1) Selon Marc et Luc, les disciples demandent : Que signifie cette similitude ? Et selon Matthieu, ils demandent : Pourquoi nous parles-tu avec des similitudes ? Je pense que ces deux questions signifient la même chose : Pourquoi nous racontes-tu des similitudes et que signifient-elles ? Et les paroles de Jésus répondent aux deux questions. Il explique ce que signifie la parabole, et de sa signification il découle qu’à ceux qui ignorent le royaume de Dieu on ne peut parler autrement que par des exemples, comme dans les paraboles : ils ne voient que le sens extérieur, et ne voient pas le sens intérieur. Chez Matthieu il est dit : διατί ἐν παραβολαῖς λαλεῖς αὐτοῖς. Le mot αὐτοῖς manque dans plusieurs manuscrits, parce qu’il n’a pas de substantif correspondant. Évidemment il est ajouté parce que la question διατί se rapporte également à la façon de parler par paraboles et aux paraboles elles-mêmes.
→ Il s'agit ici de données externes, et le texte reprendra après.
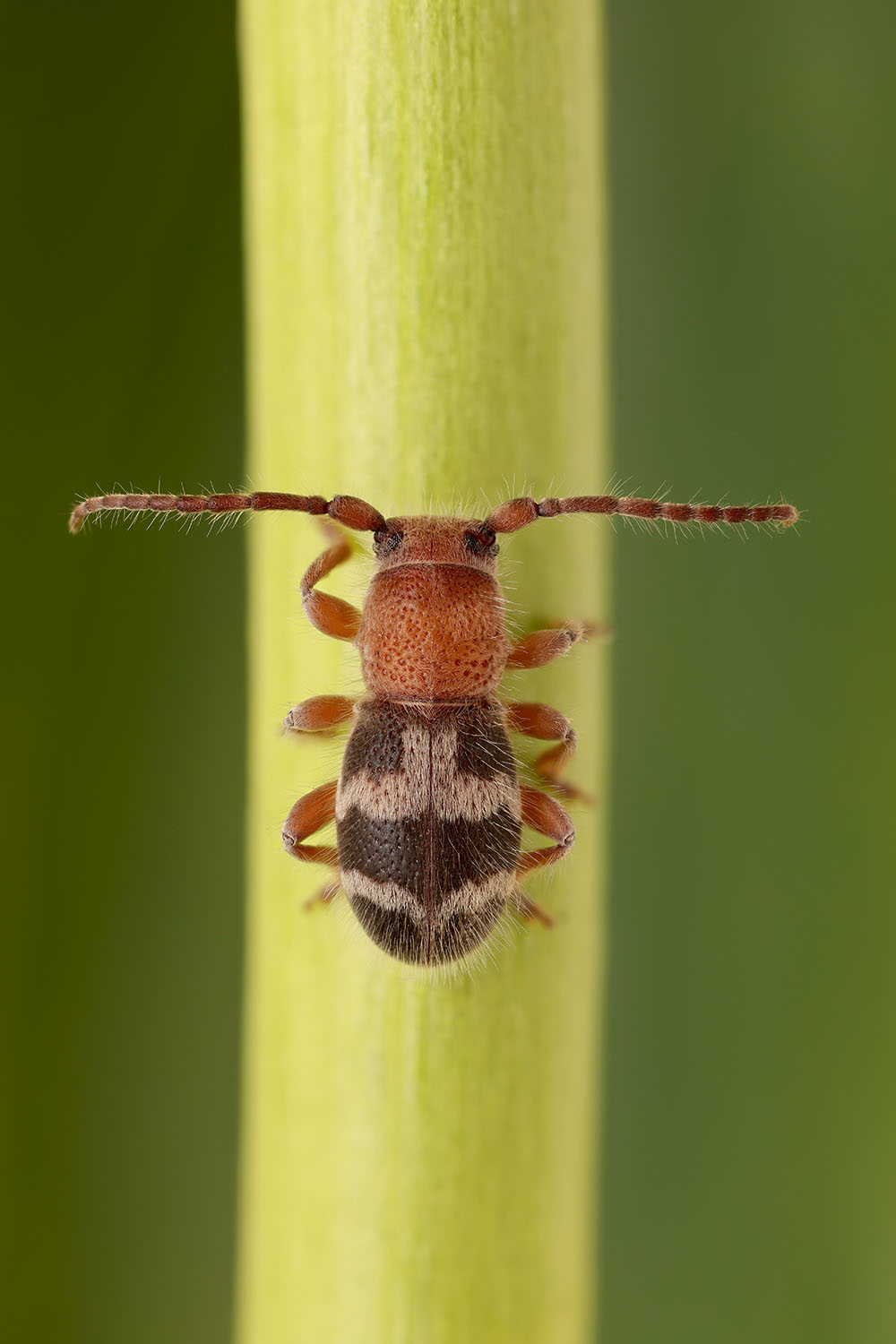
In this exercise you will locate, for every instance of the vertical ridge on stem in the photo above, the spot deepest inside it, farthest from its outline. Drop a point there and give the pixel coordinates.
(425, 273)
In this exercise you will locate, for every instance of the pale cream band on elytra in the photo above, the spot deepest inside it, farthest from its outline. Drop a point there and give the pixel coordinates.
(429, 777)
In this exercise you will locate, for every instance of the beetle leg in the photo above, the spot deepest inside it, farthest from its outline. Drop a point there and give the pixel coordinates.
(530, 910)
(327, 613)
(320, 714)
(325, 894)
(309, 814)
(544, 814)
(541, 647)
(540, 720)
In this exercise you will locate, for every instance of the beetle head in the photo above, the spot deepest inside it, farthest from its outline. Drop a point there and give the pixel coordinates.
(435, 540)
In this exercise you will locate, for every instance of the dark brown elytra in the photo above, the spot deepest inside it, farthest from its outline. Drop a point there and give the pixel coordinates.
(429, 808)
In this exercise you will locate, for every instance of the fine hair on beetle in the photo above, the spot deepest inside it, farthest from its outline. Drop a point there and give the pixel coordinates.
(429, 806)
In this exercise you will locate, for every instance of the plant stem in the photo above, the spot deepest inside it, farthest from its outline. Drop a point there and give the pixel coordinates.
(425, 237)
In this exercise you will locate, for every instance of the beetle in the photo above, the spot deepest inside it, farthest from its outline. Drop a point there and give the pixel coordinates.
(429, 806)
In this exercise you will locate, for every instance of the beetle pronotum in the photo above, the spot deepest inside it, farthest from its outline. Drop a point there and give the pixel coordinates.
(429, 809)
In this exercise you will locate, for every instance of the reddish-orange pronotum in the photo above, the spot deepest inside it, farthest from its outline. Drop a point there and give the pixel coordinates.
(429, 808)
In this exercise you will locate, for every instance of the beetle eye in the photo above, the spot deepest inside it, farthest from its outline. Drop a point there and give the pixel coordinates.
(387, 540)
(481, 542)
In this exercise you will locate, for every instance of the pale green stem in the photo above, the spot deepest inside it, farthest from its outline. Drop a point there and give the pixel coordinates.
(425, 237)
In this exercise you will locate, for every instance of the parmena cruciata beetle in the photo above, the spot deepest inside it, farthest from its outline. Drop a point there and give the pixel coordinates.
(429, 808)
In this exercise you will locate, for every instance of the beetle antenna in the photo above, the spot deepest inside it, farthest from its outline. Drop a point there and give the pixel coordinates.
(520, 513)
(343, 508)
Le mot grec Διατί signifie comme l’allemand « warum », pourquoi.

Les disciples demandent : Pourquoi nous racontes-tu ces paraboles ? Ainsi disent Marc et Luc, c’est pourquoi le mot αὐτοῖς est inutile, et c’est pourquoi les versets de Matthieu 11-19, ne sont pas des maximes de hasard mais l’explication de la parabole. Unissant le sens de la réponse et de la question dans les trois évangiles, je traduis : Pourquoi nous racontes-tu des paraboles ? question qui se rapporte et au sens de la parabole et à la raison pour laquelle il parle au peuple par paraboles.


Ὁ δὲ ἀποϰριθείς, εἶπεν αὐτοῖς· Ὅτι ὑμῖν δέδοται γνῶναι τὰ μυστήρια τῆς βασιλείας τῶν οὐρανῶν, ἐϰείνοις δὲ οὐ δέδοται.

Ἐϰείνοις δὲ τοῖς ἕξω, ἐν παραβολαῖς τὰ πάντα γίνεται.

Διά τοῦτο ἐν παραβολαῖς αὐτοῖς λαλῶ.


Matthieu, xiii, 11. Il leur répondit et leur dit : Parce qu’il vous est donné de connaître les mystères du royaume des cieux ; mais cela ne leur est point donné. Il leur répondit : Parce qu’il vous est donné de connaître le sens intérieur du royaume de Dieu.
Marc, iv, 11. Mais pour ceux qui sont du dehors, tout se traite par des paraboles. Et à ceux qui sont dehors, cela leur paraît en paraboles.
Matthieu, xiii, 13. C’est à cause de cela que je leur parle en similitudes. C’est pourquoi je leur interprète 1) tout en paraboles.

Remarques.

1) λαλεῖν, parler, communiquer. Ici il serait plus juste d’employer se communiquer puisque ce passage correspond à ceux de Marc et de Luc, où il est dit : Et pour eux tout paraît en paraboles. L’idée n’est pas : « C’est pourquoi je leur parle en paraboles », mais : C’est pourquoi ils ne peuvent comprendre autrement que par des paraboles ; et plus loin on trouve l’explication.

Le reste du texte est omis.